16. A cet égard, il doit encore être précisé que la validité des actes des institutions communautaires peut être affectée par leur incompatibilité avec les principes que le droit communautaire consacre en matière de concurrence. En effet, les institutions communautaires doivent tenir compte, notamment, de l'exigence de la loyauté des transactions. Dans le cadre de l'organisation commune des marchés agricoles, elles doivent toutefois concilier cette exigence avec les objectifs qui sont spécifiés à l'article 39 du traité. Il n'apparaît pas qu'en l'espèce les institutions responsables aient outrepassé la marge d'appréciation qui doit leur être reconnue en vue d'opérer cette conciliation.
17. Il importe de souligner, en second lieu, que, aux termes de l'article 189, alinéa 4, du traité, les décisions sont obligatoires pour les destinataires qu'elles désignent.

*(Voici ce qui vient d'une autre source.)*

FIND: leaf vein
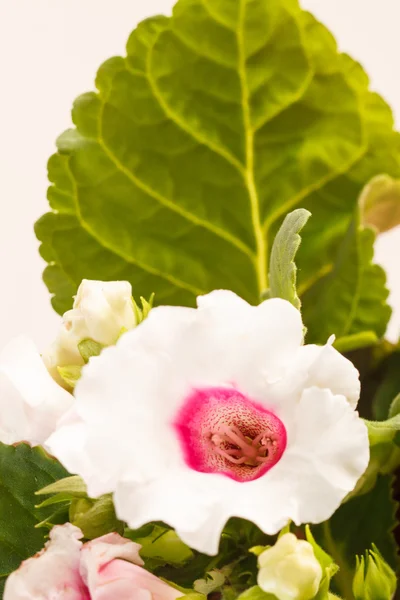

Dans le cas des décisions adressées aux Etats membres, ce caractère obligatoire s'impose à tous les organes de l'Etat destinataire, y compris à ses juridictions. Il en résulte que, en vertu de la primauté du droit communautaire dont le principe a été énoncé dans l'arrêt du 15 juillet 1964 (Costa/Enel, 6-64, Rec. p. 1150) et précisé dans l'arrêt du 9 mars 1978 (Simmenthal, 106-77, Rec. p. 629), les juridictions nationales doivent s'abstenir d'appliquer toutes dispositions internes, et notamment, comme en l'espèce, celles concernant la concurrence déloyale et les ventes avec primes, dont la mise en œuvre serait susceptible d'entraver l'exécution d'une décision communautaire.
18. Des considérations qui précèdent, il résulte qu'il y a lieu de répondre que l'article 189, alinéa 4, du traité doit être interprété en ce sens qu'une décision telle que celle que la Commission a adressée le 25 février 1985 à la République fédérale d'Allemagne relativement à des mesures de promotion de la vente de beurre sur le marché de Berlin (Ouest) s'oppose à ce qu'une juridiction de cet Etat interdise à l'organisme d'intervention agricole compétent un comportement qui est contraire aux dispositions internes concernant la concurrence déloyale et les ventes avec primes, mais que cet organisme a adopté en exécution de la décision.
Sur les dépens
19. Les frais exposés par la Commission, qui a soumis des observations à la Cour, ne peuvent faire l'objet d'un remboursement. La procédure revêtant, à l'égard d'Albako, le caractère d'un incident de procédure soulevé devant la juridiction nationale, il appartient à celle-ci de statuer sur les dépens.
Par ces motifs,
LA COUR,
Statuant sur la question à elle soumise par le landgericht Frankfurt am Main, par ordonnance du 7 août 1985, dit pour droit :
L'article 189, alinéa 4, du traité doit être interprété en ce sens qu'une décision telle que celle que la Commission a adressée le 25 février 1985 à la République fédérale d'Allemagne relativement à des mesures de promotion de la vente de beurre sur le marché de Berlin (Ouest) s'oppose à ce qu'une juridiction de cet Etat interdise à l'organisme d'intervention agricole compétent un comportement qui est contraire aux dispositions internes concernant la concurrence déloyale et les ventes avec primes, mais que cet organisme a adopté en exécution de la décision.